In 1938 Gwethalyn Graham won the Governor General's Award for Fiction for her novel Swiss Sonata. The book, published by Jonathan Cape, is set in a Swiss boarding school, and follows the lives of a group of girls as they mature through the pre-war years.
Graham, who wrote the novel when she was twenty-five years old, never thought it had a chance of winning the GG: "There's too much hidden sex in it to make it a prize-winning book in Canada," she told Herbert McLean, a writer for The Canadian Forum. "But, for that same reason, it'll sell in Boston."
Graham found out she'd won the GG on a Wednesday, and immediately opened a bottle of champagne. Lorraine Clemens, who was one of Graham's closest friends, suggested that they go out and celebrate. Graham had divorced John McNaught more than five years prior to the news of her win, and since that time she'd established a reputation for both her high- and low-profile "affairs."
"It wasn't that Gweth was particularly loose," an unnamed friend told a Graham biographer. "It's just that she was never one for exercise."
Graham was also a crusader for social justice; she railed against anti-Semitism, segregation, and the overt political racism of Mackenzie King's federal government. King, Canada's three-time Prime Minister, was famous for standing up in parliament and shouting, "I don't even like bagels! They're obscene. Look where I have to put my thumb."
So it happened that Clemens and Graham were walking through a noted Jewish section of the city, high on Veuve Clicquot and Graham's win, when they encountered a group of young men--all in their mid-twenties--singing Hebrew songs and dancing little jigs in the street.
"What's going on here?" Graham asked, her interest piqued.
"It's Purim!" one of the men said, shaking a can full of dried beans. Purim, as most Jews know, is a festival celebrating the deliverance of the (Persian) Jews from one of many genocidal schemes. It's typically accompanied--at least among the orthodox--by a carnival-type atmosphere of eating, dancing, dressing up, and merry-making.
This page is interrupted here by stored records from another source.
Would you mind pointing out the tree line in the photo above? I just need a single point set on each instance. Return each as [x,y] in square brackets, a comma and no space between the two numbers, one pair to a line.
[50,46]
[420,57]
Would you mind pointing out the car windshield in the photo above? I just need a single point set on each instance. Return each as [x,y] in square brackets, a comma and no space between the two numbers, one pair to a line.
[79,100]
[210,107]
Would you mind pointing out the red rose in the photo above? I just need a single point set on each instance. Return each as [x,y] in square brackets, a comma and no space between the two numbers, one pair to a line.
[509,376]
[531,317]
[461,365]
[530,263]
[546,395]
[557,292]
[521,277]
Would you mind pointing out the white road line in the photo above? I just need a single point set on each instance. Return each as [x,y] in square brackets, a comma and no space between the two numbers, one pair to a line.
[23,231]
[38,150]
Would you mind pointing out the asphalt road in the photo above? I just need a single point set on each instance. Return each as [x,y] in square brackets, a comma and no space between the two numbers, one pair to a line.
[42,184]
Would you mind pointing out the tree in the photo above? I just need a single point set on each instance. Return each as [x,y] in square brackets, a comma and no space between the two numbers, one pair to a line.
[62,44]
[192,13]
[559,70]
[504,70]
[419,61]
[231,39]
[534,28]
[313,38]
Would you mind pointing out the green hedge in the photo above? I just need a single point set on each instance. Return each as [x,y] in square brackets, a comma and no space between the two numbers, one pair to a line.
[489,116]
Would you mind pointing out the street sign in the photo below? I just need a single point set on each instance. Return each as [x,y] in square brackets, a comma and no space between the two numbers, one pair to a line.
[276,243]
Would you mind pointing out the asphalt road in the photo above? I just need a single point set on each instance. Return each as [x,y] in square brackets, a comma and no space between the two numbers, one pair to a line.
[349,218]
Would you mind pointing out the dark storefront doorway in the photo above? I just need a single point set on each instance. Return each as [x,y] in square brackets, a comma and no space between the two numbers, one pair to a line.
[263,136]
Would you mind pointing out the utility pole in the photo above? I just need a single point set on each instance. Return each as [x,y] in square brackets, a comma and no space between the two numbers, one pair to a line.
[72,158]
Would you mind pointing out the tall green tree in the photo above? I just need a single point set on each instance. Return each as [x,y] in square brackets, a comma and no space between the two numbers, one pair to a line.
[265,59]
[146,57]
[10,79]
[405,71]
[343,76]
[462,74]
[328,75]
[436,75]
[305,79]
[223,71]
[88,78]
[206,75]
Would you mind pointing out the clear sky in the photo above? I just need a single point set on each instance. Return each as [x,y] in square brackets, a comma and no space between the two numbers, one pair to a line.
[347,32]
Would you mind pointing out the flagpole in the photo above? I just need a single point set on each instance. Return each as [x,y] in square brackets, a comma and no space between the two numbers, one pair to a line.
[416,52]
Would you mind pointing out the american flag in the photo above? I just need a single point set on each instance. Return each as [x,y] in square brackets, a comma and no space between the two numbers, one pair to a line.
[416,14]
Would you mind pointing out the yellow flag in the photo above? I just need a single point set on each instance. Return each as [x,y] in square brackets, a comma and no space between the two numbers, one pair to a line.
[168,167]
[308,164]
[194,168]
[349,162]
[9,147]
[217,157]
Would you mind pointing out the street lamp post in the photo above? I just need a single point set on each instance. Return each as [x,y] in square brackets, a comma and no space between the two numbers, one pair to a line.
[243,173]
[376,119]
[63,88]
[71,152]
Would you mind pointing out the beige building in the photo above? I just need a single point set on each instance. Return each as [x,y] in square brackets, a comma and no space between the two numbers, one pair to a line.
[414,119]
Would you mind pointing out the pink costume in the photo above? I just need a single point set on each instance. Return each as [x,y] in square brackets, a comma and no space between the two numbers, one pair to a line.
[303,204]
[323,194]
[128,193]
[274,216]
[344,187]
Graham turned to Clemens: "It's Purim! Do you hear that? It's Purim!" She turned back to the man with the bean can: "Where can we go to celebrate? Do you have a place?"
The man was confused, but he shrugged his shoulders. "Sure, I have a place."
"No, Graham said, shrugging. "I mean YOU. All of you."
"Oh. OK! Yes, we have a place."
"With lots of towels and hot water."
"Of course."
They danced through the streets, ending up at an apartment above an empty grocery store. One of the men left, but was back in minutes carrying five bottles of red wine. "Oh, that's sweet! I like it!" Graham exclaimed, taking a drink from a bottle.
"Yes," the man said. "1937 was a good year."
"Is Manischewitz in the south or north of France?" asked Graham.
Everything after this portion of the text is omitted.